Annual Report 2024 Turning the Dream of Home into a Goal
Download report in PDF

Internal Control System

The Bank’s internal control system is structured in accordance with the requirements of the laws of the Republic of Kazakhstan, the Basel Committee on Banking Supervision, and best international practices. The Bank applies the COSO Integrated Framework (2013) in the construction of its internal control system. The Bank’s Internal Control System (hereinafter, the ICS) is a process embedded in the day-to-day activities performed by the Board of Directors, collegiate bodies, structural units and all employees of the Bank in the performance of their duties.

The Board of Directors oversees the activities of the Management Board by ensuring the implementation of the ICS and monitoring its condition. The Risk and Internal Control Committee of the Board of Directors monitors the functioning of the ICS and reviews the results of evaluations of its quality and effectiveness.

The Management Board is responsible for ensuring the existence and proper functioning of all components and principles of the ICS.

On a quarterly basis, the Bank’s authorized collegiate bodies review reports on operational risks, IT and information security risks, and internal control, based on which appropriate decisions are made. In addition, the Board of Directors reviews and approves the main internal documents regulating the Bank’s ICS.

Risk management procedures are designed to ensure a rapid response to emerging risks, along with their clear identification and assignment of risk owners. To gain a holistic and clear understanding of inherent risks, the Bank conducts annual risk identification and assessment exercises, which are reflected in the risk register, risk map, list of material risks, and the Risk Appetite Statement for the upcoming year, all of which are approved by the Board of Directors.

Approaches to risk identification, the procedures for risk identification and assessment, determination of response methods, and monitoring mechanisms are defined in internal documents under the Bank’s risk management framework.

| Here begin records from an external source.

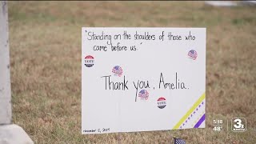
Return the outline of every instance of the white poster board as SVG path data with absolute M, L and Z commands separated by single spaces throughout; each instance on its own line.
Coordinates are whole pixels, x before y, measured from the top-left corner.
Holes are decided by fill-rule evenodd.
M 82 133 L 204 128 L 206 28 L 82 28 Z

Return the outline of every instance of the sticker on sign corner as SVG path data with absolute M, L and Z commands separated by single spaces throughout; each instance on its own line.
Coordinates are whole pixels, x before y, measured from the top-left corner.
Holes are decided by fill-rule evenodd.
M 147 100 L 149 98 L 149 92 L 146 90 L 142 90 L 138 93 L 138 97 L 141 98 L 141 100 Z
M 189 58 L 190 59 L 195 60 L 197 58 L 197 57 L 198 57 L 198 53 L 194 50 L 190 50 L 189 51 L 189 53 L 187 54 L 187 55 L 189 56 Z
M 112 69 L 112 72 L 114 74 L 114 76 L 119 76 L 121 77 L 122 74 L 122 69 L 121 66 L 115 66 L 113 69 Z
M 85 65 L 87 67 L 91 67 L 94 65 L 94 58 L 91 55 L 87 55 L 85 58 Z
M 166 106 L 166 98 L 162 98 L 162 97 L 159 98 L 158 99 L 158 107 L 159 109 L 163 109 Z

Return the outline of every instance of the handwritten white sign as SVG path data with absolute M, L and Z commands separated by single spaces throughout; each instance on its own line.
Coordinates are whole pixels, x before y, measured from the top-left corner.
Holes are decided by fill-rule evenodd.
M 82 28 L 82 133 L 205 127 L 206 28 Z

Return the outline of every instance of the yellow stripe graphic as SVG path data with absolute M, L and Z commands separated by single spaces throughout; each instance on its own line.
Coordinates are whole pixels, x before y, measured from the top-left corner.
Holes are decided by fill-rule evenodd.
M 206 93 L 203 93 L 193 106 L 186 112 L 186 114 L 178 121 L 174 126 L 173 130 L 178 129 L 179 126 L 189 117 L 189 115 L 197 108 L 197 106 L 206 98 Z

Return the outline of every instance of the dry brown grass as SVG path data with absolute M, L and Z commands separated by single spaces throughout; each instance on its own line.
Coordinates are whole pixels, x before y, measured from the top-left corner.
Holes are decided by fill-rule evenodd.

The ICS of the Bank operates on a multi-level structure and encompasses all Bank departments. Internal control participants are designated based on the three lines of defense model:

The first line of defense is ensured by all structural units of the Bank and consists of controls developed to ensure the proper execution of day-to-day operations. These controls are designed by business units and are integrated into business processes to minimize risk and ensure compliance with both internal documents and external regulatory requirements. The business units themselves manage and monitor these controls, which entails their ability to identify risks, weaknesses in business processes, and potential unforeseen events, and to respond in a timely manner.

The second line of defense is provided by the internal control unit, which conducts monitoring, coordination, and documentation of the ICS, as well as by departments responsible for risk identification and assessment in specific areas of the Bank’s activities.

The third line of defense is ensured by the internal audit unit, which provides an independent assessment of the ICS effectiveness, based on audit results or separate evaluations of ICS efficiency.

The internal control unit also provides consulting support to Bank employees on internal control matters, in accordance with the Bank’s internal regulatory documents, the regulatory documents of Baiterek NMH JSC, the regulatory documents of the National Bank of the Republic of Kazakhstan, and the applicable laws, with the goal of ensuring the effective operation of the ICS. The internal control unit conducts annual internal training for all Bank employees on ICS, followed by testing.

As part of ICS monitoring and documentation activities, the internal control unit carries out selective audits of Bank business processes in accordance with the work plan or upon management’s request. These audits include diagnostics of the adequacy of control design to prevent or detect identified risks within processes, as well as testing the operational effectiveness of controls.

  • In 2024, the internal control unit audited five business processes, including:
  • Disbursement to recipients of lump‑sum pension withdrawals;
  • Servicing of savings deposits, current, and special accounts of individuals (a selective audit of seven subprocesses);
  • Lending (a selective audit of five subprocesses);
  • Handling of requests from individuals and legal entities;
  • Provision and servicing of budget loans under the With a Diploma to the Village program.

The diagnostics and control testing revealed findings such as the need for process/control optimization, lack of regulation in control procedures, presence of controls with partially effective design, and a significant proportion of manual controls necessitating automation. In response, recommendations were developed for process owners to improve partially effective controls, eliminate deficiencies, and improve regulation/automation/optimization of processes. The Bank’s Risk Committee reviewed the audit reports and approved corrective action plans to address identified deficiencies. The responsible structural units are carrying out activities to eliminate the violations and implement the corrective action plans.

Business process owners across all lines of defense annually identify risks within their respective processes and conduct self-assessments of the adequacy of internal control design to mitigate identified risks. The results are reflected in the Bank’s Matrix of Business Processes, Risks, and Controls (hereinafter, the Matrix). The Matrix for the upcoming reporting year, which includes business owner self-assessments, is updated with coordination and methodological support from the internal control unit and approved by the Board of Directors. Where necessary, business process owners develop and approve action plans to address internal control deficiencies, with subsequent monitoring of implementation.

Monitoring of the Bank’s ICS is carried out by departments across all three lines of defense, as well as by the Bank’s authorized collegiate bodies.